What I have seen in Lion is the addition of new power features, and some nice improvements to the old power-feature stalwarts. We now have full disk encryption as part of the OS, and Automator, Apple Script, the Finder, and even the Terminal all got updated. To me, the facts simply do not support the idea that Lion dumbed down OS X.

If, Lion is not about stripping functionality, then what is it about? To me, the answer is very clear, it’s about unifying the design and logic of iOS and the Mac. Why was the scrolling reversed? To make scrolling work the same across all Apple OSes! The move towards multitouch gestures is something Apple is doing in both of it’s OSes. The ability to truly full-screen apps has clearly been brought over from iOS, but it was brought over in a very Mac-like way. Multitasking on the Mac did not become as limited as it is on iOS, the full screen idea was brought over in a way that allowed the Mac to gain something people like from iOS, without losing any of the power of the Mac.

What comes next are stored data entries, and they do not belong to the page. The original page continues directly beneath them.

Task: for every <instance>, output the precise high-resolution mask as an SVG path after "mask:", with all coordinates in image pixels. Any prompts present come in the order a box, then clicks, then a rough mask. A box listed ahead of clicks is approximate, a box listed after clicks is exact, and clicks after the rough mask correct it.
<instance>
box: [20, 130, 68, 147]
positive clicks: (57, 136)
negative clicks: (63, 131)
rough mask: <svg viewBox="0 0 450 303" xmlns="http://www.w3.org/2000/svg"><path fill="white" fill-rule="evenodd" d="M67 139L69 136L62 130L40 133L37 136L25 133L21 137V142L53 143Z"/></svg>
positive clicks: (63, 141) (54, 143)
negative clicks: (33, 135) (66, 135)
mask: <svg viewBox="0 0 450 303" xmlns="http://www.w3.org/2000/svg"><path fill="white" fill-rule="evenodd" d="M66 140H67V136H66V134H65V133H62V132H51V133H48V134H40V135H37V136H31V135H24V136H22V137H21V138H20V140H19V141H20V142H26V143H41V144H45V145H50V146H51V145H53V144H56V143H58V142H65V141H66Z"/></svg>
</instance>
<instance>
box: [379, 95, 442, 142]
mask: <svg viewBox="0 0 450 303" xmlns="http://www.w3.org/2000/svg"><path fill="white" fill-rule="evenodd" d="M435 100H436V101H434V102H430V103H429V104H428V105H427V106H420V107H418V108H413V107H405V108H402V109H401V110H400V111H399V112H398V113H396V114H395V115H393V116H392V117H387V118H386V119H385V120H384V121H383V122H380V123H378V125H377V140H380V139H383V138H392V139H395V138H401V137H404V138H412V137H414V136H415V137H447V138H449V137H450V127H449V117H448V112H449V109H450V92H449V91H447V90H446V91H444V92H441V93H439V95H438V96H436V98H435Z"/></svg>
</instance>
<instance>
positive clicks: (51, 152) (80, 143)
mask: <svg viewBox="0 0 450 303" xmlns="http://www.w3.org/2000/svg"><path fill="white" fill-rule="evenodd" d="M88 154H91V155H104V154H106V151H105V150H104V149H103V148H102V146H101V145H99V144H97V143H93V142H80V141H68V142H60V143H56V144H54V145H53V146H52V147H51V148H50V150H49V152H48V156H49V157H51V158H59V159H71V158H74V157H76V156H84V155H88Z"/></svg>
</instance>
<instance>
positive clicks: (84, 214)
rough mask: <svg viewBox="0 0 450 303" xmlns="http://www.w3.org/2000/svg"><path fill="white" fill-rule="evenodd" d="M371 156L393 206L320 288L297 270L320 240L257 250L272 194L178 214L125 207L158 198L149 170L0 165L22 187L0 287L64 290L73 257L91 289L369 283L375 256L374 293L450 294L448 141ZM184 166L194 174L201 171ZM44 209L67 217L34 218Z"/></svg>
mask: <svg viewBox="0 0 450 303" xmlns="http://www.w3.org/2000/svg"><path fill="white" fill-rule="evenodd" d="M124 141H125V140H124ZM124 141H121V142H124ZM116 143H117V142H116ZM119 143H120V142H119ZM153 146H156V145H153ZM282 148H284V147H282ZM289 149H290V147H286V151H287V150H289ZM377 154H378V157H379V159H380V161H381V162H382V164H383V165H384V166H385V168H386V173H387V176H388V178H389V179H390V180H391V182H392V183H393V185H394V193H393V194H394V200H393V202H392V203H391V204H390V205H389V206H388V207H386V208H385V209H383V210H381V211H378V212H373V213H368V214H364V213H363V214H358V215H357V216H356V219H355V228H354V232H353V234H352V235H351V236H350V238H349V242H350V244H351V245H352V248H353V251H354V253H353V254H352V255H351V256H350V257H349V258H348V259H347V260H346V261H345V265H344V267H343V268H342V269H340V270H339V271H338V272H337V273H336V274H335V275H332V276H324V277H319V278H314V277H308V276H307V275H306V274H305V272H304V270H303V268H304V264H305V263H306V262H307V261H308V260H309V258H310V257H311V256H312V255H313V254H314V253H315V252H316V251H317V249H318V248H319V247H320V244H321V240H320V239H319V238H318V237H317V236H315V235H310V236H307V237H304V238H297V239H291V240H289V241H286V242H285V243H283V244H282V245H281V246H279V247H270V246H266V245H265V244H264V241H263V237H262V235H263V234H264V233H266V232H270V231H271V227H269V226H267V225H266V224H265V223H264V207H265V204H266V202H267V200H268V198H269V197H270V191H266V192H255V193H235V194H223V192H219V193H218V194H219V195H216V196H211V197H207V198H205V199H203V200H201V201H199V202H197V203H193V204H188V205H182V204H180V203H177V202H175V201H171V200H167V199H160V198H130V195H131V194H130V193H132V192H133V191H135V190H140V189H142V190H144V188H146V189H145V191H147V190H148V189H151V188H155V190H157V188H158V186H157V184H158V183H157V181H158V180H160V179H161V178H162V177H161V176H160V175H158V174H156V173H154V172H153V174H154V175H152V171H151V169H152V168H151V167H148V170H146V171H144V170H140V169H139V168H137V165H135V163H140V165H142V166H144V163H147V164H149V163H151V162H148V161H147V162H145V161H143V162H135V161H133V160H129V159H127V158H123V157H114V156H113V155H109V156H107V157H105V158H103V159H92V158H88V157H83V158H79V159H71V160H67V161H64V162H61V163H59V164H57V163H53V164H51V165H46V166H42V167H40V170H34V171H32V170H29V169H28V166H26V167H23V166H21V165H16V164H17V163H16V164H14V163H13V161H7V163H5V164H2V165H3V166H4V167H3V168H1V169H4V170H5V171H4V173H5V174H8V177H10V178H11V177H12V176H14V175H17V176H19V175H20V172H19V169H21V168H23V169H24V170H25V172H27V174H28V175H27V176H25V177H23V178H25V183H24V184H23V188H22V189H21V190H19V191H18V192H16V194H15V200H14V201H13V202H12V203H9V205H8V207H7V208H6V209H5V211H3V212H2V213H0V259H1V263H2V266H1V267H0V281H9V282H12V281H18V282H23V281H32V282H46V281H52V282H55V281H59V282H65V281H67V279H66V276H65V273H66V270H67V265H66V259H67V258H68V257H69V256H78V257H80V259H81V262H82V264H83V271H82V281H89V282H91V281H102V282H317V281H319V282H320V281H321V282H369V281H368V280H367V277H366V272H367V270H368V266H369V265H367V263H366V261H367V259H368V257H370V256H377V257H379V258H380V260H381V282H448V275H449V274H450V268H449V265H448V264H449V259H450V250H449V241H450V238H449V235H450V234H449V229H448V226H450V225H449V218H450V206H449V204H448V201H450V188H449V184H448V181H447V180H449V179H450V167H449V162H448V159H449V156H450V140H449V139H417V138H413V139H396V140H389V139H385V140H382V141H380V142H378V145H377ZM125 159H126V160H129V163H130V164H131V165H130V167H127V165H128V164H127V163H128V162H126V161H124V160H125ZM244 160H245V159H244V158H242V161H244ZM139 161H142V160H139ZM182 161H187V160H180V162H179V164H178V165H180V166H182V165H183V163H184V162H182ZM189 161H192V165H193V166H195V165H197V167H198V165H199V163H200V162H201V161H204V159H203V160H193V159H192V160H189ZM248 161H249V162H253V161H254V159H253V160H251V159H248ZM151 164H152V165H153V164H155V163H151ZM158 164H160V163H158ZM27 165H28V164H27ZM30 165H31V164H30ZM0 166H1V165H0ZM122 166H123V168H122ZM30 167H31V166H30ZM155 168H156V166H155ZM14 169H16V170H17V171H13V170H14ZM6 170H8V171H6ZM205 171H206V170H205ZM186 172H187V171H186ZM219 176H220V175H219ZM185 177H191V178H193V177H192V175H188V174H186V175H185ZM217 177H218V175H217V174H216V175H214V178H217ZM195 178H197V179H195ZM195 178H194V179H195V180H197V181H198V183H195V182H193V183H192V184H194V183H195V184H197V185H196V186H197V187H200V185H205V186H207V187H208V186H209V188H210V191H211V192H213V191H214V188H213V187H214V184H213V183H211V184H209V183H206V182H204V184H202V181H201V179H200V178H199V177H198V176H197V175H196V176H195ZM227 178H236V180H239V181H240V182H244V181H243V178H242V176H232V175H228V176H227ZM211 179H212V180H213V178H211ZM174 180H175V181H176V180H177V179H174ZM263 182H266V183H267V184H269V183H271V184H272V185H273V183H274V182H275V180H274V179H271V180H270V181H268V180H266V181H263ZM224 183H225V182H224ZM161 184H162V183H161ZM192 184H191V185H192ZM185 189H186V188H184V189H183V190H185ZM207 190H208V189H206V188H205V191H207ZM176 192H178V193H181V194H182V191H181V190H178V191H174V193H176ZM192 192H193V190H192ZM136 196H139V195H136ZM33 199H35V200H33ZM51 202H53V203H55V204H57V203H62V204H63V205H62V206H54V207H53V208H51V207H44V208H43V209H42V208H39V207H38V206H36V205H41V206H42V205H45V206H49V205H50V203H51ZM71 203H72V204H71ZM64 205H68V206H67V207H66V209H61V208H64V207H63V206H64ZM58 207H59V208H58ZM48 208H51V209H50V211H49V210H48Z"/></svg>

Why should we be scared of making it easier to switch between Apple products? Surely learning to use an iPad SHOULD help you feel at home on a Mac?!

The physical process of writing this article is actually an interesting peek into a Star Trek future. The inspiration struck me in bed, so I was in no mood to get up and power up my desktop just to jot it down, instead, I grabbed my iPad which was lying next to the bed, and quickly tapped out a rough outline of the article, then I put the iPad down and went to sleep. During a break in work I opened up that outline and padded it out a little on my desktop. Then I went home and finished and posted it from my iMac. I was able to use what ever device was the best fit at the time on each occasion, and my data was just magically there for me to work on. Today only some apps work like this, but in the future we should expect all apps to work like this. EverNote has been giving us a sneak-preview of the future for a few years now!

When I look at the evidence, I don’t see Apple steering a course towards an iOS-only hell, I see Apple having their sights firmly set on a Star Trek future, one with a multitude of types of computers to fill every niche perfectly, where this plethora of computers all share a common esthetic and logic, and where you have seamlessly ubiquitous access to your data on all of them.

I don’t see Lion as a harbinger of doom, but as a glimpse of a very exciting future!